Privacy and Security Concerns
Despite the enthusiasm around open-source AI, it comes with its own set of challenges, particularly regarding security, misuse, and privacy.
Kevin Surace voiced concerns over DeepSeek’s Chinese origins, stating:
“Privacy is a major issue—it’s China. Data collection is always a concern. Users should be cautious.”
Although DeepSeek has made its model weights and code publicly available, its training data sources remain unclear. This lack of transparency raises questions about potential biases and security vulnerabilities.
Syed Hussain and Neil Benedict, cofounders of Shiza.ai, share these concerns. They argue that DeepSeek might not just be another AI company, but rather part of a larger strategy to challenge U.S. dominance in AI.
Benedict emphasized that while U.S. companies also collect vast amounts of user data, they are subject to legal constraints under U.S. privacy laws. In contrast, DeepSeek operates under a different regulatory framework, which raises concerns about its true motivations.
Hussain went further, warning that DeepSeek could be a “Trojan horse,” potentially acting as a sophisticated data collection mechanism disguised as an AI product.
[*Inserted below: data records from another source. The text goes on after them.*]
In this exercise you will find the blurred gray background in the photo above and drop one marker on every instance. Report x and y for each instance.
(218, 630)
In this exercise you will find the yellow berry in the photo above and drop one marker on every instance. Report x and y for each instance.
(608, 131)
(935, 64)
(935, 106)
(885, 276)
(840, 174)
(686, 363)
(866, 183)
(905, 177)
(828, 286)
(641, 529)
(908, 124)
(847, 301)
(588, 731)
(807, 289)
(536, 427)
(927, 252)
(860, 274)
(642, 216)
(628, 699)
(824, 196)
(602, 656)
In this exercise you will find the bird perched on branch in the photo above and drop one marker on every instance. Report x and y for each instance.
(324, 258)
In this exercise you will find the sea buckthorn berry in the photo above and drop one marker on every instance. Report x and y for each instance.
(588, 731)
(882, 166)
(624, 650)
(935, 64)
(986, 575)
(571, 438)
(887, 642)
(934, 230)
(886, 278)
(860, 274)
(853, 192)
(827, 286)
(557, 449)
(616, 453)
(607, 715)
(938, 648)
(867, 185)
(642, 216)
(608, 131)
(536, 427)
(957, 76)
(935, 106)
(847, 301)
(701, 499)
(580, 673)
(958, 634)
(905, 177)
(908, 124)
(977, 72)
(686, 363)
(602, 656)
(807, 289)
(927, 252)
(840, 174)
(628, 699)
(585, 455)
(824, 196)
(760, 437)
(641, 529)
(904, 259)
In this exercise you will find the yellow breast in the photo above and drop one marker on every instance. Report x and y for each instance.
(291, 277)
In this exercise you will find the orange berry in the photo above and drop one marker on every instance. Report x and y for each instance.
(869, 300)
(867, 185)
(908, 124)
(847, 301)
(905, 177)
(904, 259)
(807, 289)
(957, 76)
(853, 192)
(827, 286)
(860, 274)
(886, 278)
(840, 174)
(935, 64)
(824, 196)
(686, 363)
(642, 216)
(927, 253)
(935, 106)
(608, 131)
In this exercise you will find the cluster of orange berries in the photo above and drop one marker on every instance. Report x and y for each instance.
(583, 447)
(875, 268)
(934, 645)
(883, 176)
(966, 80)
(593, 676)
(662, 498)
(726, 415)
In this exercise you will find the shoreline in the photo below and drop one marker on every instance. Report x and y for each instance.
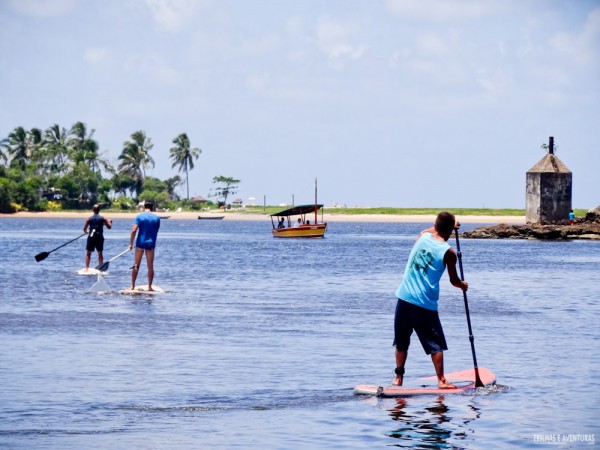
(413, 218)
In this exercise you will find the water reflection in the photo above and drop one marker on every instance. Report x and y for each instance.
(433, 425)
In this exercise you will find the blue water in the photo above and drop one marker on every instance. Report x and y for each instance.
(258, 342)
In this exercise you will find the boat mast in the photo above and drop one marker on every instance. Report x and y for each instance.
(316, 219)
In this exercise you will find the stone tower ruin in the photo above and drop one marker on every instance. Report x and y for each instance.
(549, 187)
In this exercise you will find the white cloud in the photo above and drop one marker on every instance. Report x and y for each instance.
(95, 55)
(442, 10)
(43, 8)
(334, 39)
(172, 15)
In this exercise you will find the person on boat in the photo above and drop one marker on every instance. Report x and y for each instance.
(94, 228)
(146, 227)
(418, 296)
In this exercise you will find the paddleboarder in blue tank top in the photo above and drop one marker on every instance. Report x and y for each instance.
(94, 228)
(418, 296)
(146, 226)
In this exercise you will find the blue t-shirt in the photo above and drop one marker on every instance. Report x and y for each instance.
(148, 224)
(421, 281)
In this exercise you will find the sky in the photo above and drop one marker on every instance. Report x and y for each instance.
(399, 103)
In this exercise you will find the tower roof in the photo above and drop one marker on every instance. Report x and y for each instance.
(549, 164)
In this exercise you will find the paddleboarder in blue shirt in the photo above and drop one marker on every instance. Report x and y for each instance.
(146, 226)
(418, 296)
(94, 228)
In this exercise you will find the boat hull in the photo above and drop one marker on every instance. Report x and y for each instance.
(304, 231)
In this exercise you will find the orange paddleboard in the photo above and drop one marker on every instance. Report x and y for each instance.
(463, 380)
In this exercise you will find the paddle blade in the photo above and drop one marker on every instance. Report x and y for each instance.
(41, 256)
(103, 267)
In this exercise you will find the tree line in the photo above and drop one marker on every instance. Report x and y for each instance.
(57, 168)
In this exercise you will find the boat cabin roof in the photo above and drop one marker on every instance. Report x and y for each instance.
(297, 210)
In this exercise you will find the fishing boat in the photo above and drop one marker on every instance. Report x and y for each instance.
(286, 225)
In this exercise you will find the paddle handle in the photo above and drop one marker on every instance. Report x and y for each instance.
(478, 382)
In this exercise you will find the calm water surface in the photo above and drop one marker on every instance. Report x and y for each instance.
(258, 342)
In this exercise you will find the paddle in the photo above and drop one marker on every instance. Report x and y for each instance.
(41, 256)
(104, 266)
(478, 382)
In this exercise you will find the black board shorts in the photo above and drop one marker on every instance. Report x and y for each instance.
(425, 322)
(95, 242)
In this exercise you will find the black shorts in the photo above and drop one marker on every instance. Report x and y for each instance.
(426, 324)
(95, 242)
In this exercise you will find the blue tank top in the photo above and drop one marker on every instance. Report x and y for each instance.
(148, 224)
(421, 281)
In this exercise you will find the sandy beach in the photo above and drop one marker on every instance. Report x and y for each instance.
(516, 220)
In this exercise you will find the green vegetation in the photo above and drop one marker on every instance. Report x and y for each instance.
(60, 169)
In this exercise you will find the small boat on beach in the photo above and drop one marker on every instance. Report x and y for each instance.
(211, 217)
(287, 226)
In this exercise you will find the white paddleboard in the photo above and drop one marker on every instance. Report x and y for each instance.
(90, 271)
(143, 289)
(463, 380)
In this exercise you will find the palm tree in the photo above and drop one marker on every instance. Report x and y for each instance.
(23, 145)
(56, 142)
(183, 156)
(135, 158)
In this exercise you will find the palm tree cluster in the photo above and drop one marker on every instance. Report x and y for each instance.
(67, 168)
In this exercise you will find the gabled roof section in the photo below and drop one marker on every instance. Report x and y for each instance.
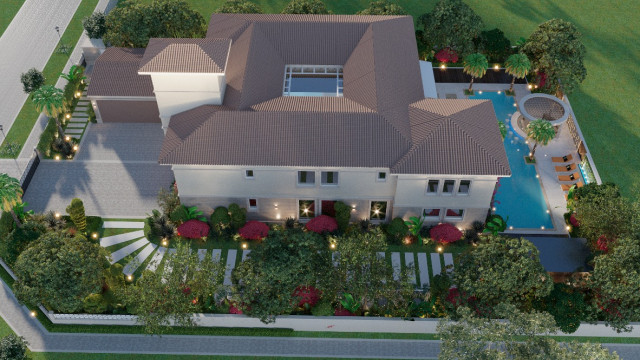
(115, 73)
(207, 55)
(454, 137)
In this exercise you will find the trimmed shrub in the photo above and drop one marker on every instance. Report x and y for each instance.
(254, 230)
(396, 230)
(95, 25)
(238, 216)
(76, 212)
(193, 229)
(13, 347)
(343, 215)
(321, 224)
(445, 233)
(31, 80)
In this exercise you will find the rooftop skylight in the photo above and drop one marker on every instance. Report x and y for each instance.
(312, 80)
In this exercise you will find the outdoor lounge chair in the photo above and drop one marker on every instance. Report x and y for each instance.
(565, 158)
(564, 168)
(566, 187)
(572, 177)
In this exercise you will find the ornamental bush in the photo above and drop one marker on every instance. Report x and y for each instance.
(254, 230)
(445, 233)
(193, 229)
(321, 224)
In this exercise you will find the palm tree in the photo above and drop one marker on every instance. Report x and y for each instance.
(540, 131)
(50, 100)
(10, 195)
(475, 65)
(517, 65)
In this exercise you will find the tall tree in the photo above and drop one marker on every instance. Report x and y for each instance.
(175, 291)
(239, 7)
(383, 7)
(616, 280)
(475, 65)
(264, 284)
(518, 66)
(306, 7)
(522, 336)
(451, 23)
(502, 269)
(50, 100)
(541, 132)
(59, 271)
(556, 49)
(133, 24)
(10, 195)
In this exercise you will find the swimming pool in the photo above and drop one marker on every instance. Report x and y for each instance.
(519, 197)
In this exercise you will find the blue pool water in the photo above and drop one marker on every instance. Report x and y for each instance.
(519, 197)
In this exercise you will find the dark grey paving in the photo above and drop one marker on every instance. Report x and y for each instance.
(121, 142)
(107, 189)
(561, 254)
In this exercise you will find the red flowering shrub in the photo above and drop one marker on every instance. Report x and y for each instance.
(307, 295)
(193, 229)
(574, 222)
(254, 230)
(604, 243)
(321, 224)
(447, 55)
(445, 233)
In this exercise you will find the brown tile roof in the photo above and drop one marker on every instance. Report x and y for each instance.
(185, 55)
(115, 73)
(454, 137)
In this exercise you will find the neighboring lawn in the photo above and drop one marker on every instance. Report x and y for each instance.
(28, 115)
(8, 9)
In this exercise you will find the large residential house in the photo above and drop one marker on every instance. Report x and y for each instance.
(286, 114)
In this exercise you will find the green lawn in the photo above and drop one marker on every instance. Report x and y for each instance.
(28, 115)
(8, 9)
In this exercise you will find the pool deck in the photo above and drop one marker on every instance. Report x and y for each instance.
(561, 145)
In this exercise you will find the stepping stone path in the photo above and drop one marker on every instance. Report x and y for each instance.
(79, 118)
(423, 269)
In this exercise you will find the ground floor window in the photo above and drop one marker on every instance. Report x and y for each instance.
(306, 209)
(454, 214)
(378, 210)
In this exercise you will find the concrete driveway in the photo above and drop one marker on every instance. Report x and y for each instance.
(115, 173)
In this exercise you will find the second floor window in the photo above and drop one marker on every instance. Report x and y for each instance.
(329, 178)
(306, 177)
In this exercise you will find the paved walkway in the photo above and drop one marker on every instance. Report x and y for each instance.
(28, 42)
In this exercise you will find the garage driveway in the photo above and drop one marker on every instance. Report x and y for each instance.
(116, 173)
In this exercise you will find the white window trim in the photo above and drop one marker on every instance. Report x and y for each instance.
(458, 193)
(464, 212)
(306, 184)
(335, 184)
(433, 218)
(438, 188)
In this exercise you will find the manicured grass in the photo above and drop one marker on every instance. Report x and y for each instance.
(8, 9)
(28, 115)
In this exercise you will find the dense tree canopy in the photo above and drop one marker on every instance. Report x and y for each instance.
(175, 291)
(306, 7)
(451, 23)
(503, 269)
(264, 283)
(132, 24)
(616, 280)
(239, 7)
(383, 7)
(555, 48)
(59, 271)
(518, 338)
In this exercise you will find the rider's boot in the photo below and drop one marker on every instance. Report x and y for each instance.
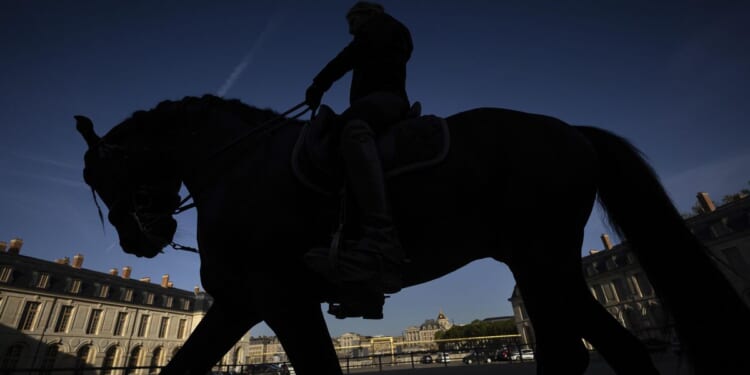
(376, 259)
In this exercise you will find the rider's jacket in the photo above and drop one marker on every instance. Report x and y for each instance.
(377, 57)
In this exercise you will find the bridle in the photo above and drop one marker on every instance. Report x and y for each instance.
(146, 220)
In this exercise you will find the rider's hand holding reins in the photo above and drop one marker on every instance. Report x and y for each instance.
(313, 96)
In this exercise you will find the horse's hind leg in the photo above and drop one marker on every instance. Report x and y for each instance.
(303, 333)
(221, 328)
(546, 297)
(563, 311)
(620, 348)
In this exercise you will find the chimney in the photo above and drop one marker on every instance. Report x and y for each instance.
(15, 246)
(77, 261)
(705, 202)
(165, 281)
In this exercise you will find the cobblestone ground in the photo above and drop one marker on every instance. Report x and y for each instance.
(667, 364)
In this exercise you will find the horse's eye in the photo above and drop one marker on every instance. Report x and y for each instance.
(141, 198)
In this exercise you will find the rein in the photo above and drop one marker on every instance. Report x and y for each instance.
(264, 127)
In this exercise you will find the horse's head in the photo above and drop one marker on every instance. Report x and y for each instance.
(133, 180)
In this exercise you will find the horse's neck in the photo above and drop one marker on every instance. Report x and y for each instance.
(219, 142)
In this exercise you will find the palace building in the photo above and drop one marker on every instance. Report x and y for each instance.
(618, 282)
(61, 315)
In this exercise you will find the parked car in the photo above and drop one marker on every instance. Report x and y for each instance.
(443, 358)
(477, 357)
(526, 355)
(268, 369)
(501, 355)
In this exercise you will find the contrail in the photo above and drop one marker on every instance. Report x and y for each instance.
(248, 58)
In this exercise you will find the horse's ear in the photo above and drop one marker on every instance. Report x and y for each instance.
(86, 128)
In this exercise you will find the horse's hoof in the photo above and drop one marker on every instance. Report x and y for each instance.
(365, 308)
(345, 310)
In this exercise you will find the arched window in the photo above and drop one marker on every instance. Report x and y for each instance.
(111, 357)
(82, 358)
(50, 357)
(156, 360)
(12, 356)
(134, 360)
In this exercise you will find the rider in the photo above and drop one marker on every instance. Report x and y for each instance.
(377, 57)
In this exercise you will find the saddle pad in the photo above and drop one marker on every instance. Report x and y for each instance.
(407, 146)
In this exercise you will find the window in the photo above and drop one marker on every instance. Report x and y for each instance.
(75, 286)
(643, 285)
(596, 291)
(63, 318)
(133, 361)
(111, 357)
(43, 281)
(736, 261)
(50, 357)
(181, 328)
(163, 327)
(92, 327)
(6, 273)
(28, 317)
(143, 326)
(609, 292)
(12, 356)
(82, 358)
(156, 360)
(120, 323)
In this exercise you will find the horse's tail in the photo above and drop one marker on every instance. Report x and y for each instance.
(705, 307)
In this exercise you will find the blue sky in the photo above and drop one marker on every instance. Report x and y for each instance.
(672, 76)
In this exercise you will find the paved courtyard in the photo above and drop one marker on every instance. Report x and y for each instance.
(667, 364)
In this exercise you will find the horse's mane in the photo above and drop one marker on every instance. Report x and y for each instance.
(161, 118)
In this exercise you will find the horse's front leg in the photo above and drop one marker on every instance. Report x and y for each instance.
(303, 332)
(220, 329)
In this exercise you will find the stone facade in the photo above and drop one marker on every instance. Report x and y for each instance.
(618, 282)
(60, 315)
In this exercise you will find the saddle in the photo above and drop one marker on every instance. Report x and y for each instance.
(417, 142)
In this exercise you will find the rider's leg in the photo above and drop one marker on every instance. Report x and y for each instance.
(367, 184)
(376, 258)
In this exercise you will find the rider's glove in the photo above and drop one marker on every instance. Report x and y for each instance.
(313, 96)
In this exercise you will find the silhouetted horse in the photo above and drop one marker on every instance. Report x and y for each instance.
(513, 186)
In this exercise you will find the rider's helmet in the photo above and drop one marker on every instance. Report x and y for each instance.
(364, 7)
(360, 13)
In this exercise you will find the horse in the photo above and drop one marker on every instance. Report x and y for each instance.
(505, 174)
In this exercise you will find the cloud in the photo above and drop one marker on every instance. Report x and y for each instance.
(250, 55)
(47, 161)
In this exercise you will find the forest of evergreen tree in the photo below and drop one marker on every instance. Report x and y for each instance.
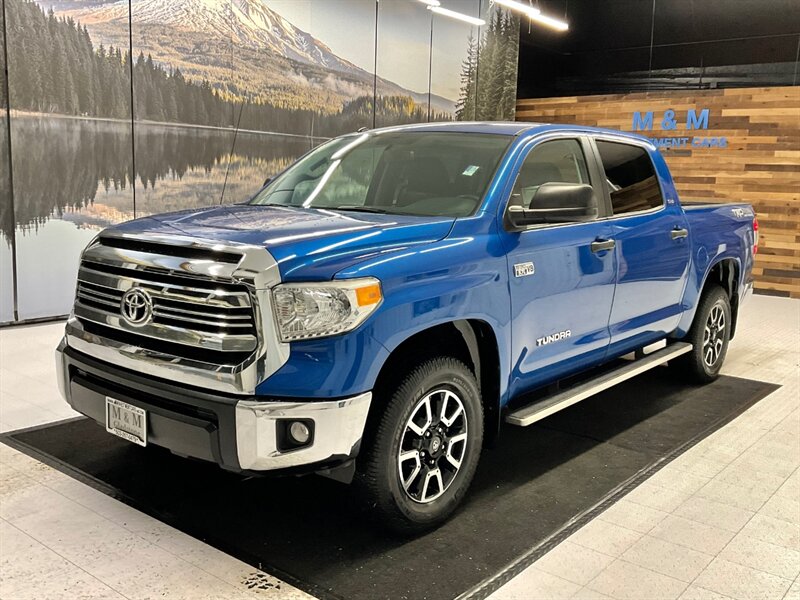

Andy Thurai, however, believes transparency should be a priority for all AI models, regardless of their country of origin. He asserts:
“When selecting an AI model, transparency, model development processes, and auditability should matter more than just the cost of usage.”
For businesses considering adopting DeepSeek-R1, the lack of clarity around its dataset and safety measures remains a significant hurdle.
The Impact on Nvidia and the AI Supply Chain
Financial markets have already responded to DeepSeek’s emergence. Nvidia, a key supplier of AI chips, experienced temporary stock volatility amid concerns that cheaper AI models could reduce demand for its high-end GPUs. However, the stock has since rebounded by 6%.
Despite short-term uncertainties, Manu Sharma remains optimistic about Nvidia’s long-term position. He argues:
“The rise of affordable AGI will only accelerate AI adoption. The demand for inference computing—running AI models efficiently at scale—will soar.”
This suggests that while training costs may decrease, the demand for optimized AI hardware will continue to grow. Nvidia and other chip manufacturers may focus on enhancing inference capabilities rather than solely investing in large-scale model training.
The Future of Open-Source AI
DeepSeek-R1 has made one clear: high-performance open-source AI is here to stay—and it might be the dominant force shaping the industry’s future.
As LeCun pointed out:
“DeepSeek has built on open research and open-source tools like PyTorch and Llama. Because their work is open, everyone can benefit from it. That is the power of open research and open-source AI.”
Businesses must now reconsider their reliance on closed AI models and explore the benefits of open collaboration. The real debate moving forward won’t just be about the U.S. vs. China in AI dominance, but rather:
- Will AI development become open, accessible, and shared?
- Or will it remain closed, proprietary, and expensive?
One thing is certain: the genie is out of the bottle—and it’s open-source.